It seemed obscene to me, like the short dresses of the women at Le Chat Noir on the evening of my birthday and my rift with Bertrand. The wrinkled man continued. “Surely your father had the same arrangements with his collectors as I do—that I will buy any Boucher or Fragonard or, as in this most recent transaction, Manet, that appears on the market. My client accepts it sight unseen.”
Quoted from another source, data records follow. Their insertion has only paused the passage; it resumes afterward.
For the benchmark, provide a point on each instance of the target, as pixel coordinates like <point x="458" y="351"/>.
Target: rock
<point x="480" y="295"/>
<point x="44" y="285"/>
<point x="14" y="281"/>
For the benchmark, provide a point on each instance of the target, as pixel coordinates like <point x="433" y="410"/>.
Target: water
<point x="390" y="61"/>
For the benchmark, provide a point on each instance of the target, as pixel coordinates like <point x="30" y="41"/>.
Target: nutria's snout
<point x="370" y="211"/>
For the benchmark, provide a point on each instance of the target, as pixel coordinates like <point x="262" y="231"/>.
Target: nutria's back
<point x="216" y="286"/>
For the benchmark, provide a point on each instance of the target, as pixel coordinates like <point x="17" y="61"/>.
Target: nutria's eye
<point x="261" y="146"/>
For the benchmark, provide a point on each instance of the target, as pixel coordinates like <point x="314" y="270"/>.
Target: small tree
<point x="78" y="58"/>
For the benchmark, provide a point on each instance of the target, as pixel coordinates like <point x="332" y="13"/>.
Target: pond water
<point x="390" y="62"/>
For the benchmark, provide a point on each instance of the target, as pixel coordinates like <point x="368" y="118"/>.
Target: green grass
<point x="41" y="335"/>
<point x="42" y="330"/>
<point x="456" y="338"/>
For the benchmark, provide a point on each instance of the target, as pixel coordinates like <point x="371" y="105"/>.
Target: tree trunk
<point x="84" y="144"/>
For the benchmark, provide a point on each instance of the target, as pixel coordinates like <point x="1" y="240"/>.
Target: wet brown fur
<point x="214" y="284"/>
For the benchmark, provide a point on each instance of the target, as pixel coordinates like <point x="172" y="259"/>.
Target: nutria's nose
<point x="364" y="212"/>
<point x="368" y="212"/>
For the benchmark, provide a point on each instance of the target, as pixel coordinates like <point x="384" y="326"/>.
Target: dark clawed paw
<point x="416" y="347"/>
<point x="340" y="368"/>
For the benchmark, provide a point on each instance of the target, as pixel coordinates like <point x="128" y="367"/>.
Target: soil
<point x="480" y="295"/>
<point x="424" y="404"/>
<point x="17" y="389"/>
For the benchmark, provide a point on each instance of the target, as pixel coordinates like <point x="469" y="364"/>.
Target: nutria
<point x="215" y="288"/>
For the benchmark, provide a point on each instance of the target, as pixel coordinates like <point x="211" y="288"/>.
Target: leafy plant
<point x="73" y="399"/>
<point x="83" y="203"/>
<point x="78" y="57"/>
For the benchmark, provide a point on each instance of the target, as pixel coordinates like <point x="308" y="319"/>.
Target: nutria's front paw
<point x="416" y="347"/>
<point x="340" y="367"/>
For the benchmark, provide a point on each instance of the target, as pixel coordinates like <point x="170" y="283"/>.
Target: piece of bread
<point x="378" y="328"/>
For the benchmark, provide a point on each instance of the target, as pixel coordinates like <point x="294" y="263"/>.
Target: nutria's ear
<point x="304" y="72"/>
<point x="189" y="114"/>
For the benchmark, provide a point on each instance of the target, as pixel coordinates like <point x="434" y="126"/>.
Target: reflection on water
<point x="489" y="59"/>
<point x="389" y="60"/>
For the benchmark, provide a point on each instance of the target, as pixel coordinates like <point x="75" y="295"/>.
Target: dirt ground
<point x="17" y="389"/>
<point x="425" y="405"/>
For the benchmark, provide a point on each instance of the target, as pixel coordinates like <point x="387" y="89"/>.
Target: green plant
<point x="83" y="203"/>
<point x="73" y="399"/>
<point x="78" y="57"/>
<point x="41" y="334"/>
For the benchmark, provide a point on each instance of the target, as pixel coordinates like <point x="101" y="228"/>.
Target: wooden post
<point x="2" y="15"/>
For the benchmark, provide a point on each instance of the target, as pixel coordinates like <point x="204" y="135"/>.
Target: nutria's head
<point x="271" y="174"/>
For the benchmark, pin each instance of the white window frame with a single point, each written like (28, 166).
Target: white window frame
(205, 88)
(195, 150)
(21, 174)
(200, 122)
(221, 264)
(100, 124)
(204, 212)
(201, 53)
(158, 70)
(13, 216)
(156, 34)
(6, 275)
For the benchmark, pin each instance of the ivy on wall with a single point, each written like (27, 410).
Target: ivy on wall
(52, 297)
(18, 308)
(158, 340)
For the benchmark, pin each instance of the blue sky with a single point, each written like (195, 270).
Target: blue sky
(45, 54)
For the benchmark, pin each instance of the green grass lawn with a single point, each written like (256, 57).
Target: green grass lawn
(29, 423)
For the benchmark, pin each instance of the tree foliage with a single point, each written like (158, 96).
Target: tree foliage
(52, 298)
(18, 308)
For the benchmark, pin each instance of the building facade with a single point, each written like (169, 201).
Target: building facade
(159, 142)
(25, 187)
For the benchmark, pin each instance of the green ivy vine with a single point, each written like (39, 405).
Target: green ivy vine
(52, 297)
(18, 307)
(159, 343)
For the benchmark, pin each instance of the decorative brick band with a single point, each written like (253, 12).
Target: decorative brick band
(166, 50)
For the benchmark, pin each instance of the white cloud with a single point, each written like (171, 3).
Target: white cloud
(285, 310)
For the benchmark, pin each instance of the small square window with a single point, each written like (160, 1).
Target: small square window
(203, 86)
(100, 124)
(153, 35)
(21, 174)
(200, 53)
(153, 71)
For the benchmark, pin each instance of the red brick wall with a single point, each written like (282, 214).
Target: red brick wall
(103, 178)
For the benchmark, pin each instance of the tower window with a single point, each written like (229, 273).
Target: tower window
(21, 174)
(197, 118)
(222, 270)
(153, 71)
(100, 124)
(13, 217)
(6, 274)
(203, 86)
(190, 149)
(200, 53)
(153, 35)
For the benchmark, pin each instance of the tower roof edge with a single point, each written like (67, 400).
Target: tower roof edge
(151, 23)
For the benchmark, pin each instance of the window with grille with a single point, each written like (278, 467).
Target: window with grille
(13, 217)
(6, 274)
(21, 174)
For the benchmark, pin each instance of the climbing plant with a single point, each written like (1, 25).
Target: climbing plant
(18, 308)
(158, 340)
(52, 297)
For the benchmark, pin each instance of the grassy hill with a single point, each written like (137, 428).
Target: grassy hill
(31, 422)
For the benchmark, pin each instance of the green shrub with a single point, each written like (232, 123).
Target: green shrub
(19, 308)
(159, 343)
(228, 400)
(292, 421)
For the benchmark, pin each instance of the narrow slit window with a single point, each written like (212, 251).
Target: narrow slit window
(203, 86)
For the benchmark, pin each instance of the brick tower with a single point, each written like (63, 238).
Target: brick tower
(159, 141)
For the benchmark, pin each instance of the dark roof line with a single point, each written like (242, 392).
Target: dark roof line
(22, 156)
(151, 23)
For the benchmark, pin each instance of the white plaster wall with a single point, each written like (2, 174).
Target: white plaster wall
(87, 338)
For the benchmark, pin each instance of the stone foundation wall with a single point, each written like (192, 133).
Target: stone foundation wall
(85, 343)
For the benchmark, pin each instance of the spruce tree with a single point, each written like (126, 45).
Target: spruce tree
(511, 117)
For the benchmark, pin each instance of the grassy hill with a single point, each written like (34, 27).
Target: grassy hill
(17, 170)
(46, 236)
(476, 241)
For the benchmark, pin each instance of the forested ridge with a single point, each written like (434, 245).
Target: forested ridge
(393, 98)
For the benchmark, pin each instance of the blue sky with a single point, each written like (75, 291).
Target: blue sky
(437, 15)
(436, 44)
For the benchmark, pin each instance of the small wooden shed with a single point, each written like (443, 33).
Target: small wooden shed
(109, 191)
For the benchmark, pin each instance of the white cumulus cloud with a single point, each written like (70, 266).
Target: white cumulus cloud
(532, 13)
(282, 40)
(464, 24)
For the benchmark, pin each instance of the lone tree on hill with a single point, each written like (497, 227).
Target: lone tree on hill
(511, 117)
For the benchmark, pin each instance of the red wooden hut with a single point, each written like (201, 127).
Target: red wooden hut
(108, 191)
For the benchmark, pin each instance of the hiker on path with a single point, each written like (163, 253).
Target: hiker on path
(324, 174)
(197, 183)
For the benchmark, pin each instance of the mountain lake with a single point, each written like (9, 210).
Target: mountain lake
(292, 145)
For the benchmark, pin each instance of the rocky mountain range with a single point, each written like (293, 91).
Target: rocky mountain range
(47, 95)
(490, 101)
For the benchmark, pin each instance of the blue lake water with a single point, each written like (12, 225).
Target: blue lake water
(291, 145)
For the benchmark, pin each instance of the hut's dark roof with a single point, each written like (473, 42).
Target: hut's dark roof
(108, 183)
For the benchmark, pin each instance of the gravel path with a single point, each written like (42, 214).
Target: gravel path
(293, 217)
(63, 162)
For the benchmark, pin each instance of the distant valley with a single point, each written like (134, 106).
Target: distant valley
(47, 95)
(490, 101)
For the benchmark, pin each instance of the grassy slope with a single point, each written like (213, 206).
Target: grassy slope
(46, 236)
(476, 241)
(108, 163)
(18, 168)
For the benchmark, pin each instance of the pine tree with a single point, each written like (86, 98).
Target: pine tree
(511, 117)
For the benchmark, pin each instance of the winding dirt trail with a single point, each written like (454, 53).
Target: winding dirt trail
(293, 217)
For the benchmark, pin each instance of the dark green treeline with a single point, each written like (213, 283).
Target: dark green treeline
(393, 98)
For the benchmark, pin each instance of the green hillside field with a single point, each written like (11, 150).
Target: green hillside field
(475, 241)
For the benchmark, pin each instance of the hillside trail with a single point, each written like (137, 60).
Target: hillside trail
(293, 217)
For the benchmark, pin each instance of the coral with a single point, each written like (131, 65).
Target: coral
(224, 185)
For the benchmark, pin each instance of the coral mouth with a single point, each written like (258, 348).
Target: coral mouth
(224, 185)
“Everyone at the auction told me it was a fake,” I said. I remembered the crooked white number 6 over the auction hall door at Drouot's, and Rose's shame on her pale cheeks. I touched my own cheeks, and they were fiery.
Gutman nodded in a pleasant, comfortable way, unaware of my growing agitation. “Your picture had new canvas stretchers and that horrid varnishing. But the black light showed me that nothing new had been painted onto it. “
“Perhaps you'd prefer not to know,” I said. “A lawyer visited the forger in prison, who confirmed it was his work.”
“And why would a forger ever tell the truth? He was in prison, no? What did he have to lose by telling you the Manet was his own? His reputation as a copyist could only be improved when others learned he fooled the house of Berenzon. Satisfy yourself with having recognized a master when others could not.”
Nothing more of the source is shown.